You prompted “specific modes”? Like, you fed in some kinds of prompts that a human thought would induce some qualitatively different cognition? Or you fed in prompts that have been already confirmed by some kind of mechinterp to push nets into different dynamic regimes internally? Something else? And what exactly were the “modes” in question?
And then it sounds like you trained a discriminator against net internals to distinguish which mode had been prompted? At that point we could maybe drop all the flavor text and say “I put in prompts about X, and prompts about Y, then trained a classifier on <internals> to distinguish X vs Y prompts”. I do not see how that could possibly pick out computational signatures orthogonal to semantics! But maybe you did something else?
Anyway, the general project of detecting internal computational-steering stuff orthogonal to semantics sounds important and interesting. Alas, this post has not really given me enough information to update on that project at all.
Thanks for the response!
Your core question as I understand it is whether my classifier is doing anything meaningfully different from simply discriminating between two prompts based on the internal dynamics of the model, which would be trivial if the classifier was replaced with semantic discrimination. I ran a few different trials to get at this question. The prompts for the experiments are in the system prompt; human & LLM designed instructions for five different approaches to reasoning through a problem (like doing analogical reasoning vs linear exposition). I then give a topic for it to do the reasoning about. Something simple and surface level like “how to ride a bike” or “why is the sky blue”, where the model has to reason about it in different ways, not just write about the topic. These are also format controlled: there’s an additional instruction constraining all modes to produce flowing paragraph prose. So, the text no matter the reasoning style reads roughly the same. The classifier only ever sees the internal state features, then discriminates for the mode within & across topics. Each topic is run across all 5 reasoning modes, and the classifier is always tested on topics it never trained on, so it can’t memorize any topic-based info. It has to learn something about the reasoning approach itself that holds across unrelated content. The classifier achieves this at 70%+ accuracy, where 20% is chance.
The most salient experiment is a prompt-swap. The prompt-swap does the following work: instruct the model to reason in socratic fashion in the system prompt, and have it loaded in the KV cache prior to user instructions, which then asks for something else; linear exposition. The classifier has access to the KV cache. So, in the KV cache, is the instruction to write in socratic format, before it loads the user instruction to write in linear. The idea then is whether the classifier is catching the system prompt in the KV cache rather than the user instruction. The classifier on the internals identified it as linear, not socratic. It tracked what was actually happening inside the model, rather than what it was told to do; if it were tracking which prompt was loaded, the classifier would identify it more frequently as socratic, not linear.

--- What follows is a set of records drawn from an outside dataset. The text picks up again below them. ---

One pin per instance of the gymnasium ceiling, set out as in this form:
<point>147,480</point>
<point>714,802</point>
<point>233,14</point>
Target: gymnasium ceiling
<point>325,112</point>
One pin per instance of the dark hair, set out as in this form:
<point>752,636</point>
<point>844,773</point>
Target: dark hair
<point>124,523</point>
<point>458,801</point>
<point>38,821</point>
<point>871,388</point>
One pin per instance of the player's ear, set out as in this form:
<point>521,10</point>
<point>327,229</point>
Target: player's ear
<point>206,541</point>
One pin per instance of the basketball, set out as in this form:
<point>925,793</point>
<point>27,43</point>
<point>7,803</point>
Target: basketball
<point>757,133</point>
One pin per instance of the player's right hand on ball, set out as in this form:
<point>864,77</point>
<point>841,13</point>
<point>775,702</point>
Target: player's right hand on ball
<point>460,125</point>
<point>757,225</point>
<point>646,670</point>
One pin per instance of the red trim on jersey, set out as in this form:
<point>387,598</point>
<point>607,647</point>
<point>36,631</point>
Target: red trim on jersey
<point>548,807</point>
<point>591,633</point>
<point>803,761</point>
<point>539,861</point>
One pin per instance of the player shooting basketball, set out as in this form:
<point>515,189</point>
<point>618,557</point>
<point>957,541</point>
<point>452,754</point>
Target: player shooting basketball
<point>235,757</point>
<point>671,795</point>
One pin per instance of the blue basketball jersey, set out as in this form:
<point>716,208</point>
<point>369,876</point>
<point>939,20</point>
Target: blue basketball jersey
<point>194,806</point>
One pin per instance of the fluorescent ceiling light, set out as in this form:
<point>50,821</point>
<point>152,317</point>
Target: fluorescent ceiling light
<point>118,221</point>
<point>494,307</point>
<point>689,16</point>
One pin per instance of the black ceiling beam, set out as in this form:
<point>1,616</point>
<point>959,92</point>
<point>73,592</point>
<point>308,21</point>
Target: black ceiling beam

Separately: the next objection would be that this is simply tracking something in the output style. However, different methods of semantic analysis fail at this same task. Opus 4.6 reading the same outputs gets 28% accuracy vs my internal features (65%). Bag of words/TF-IDF analysis gets 45%. Standard text embedding models also fail at this task. This means whatever the signal is detecting is not trivial to recover from the output either. Combined with the prompt-swap trial, this shows that the information I’m reading is not simply from the prompt or output.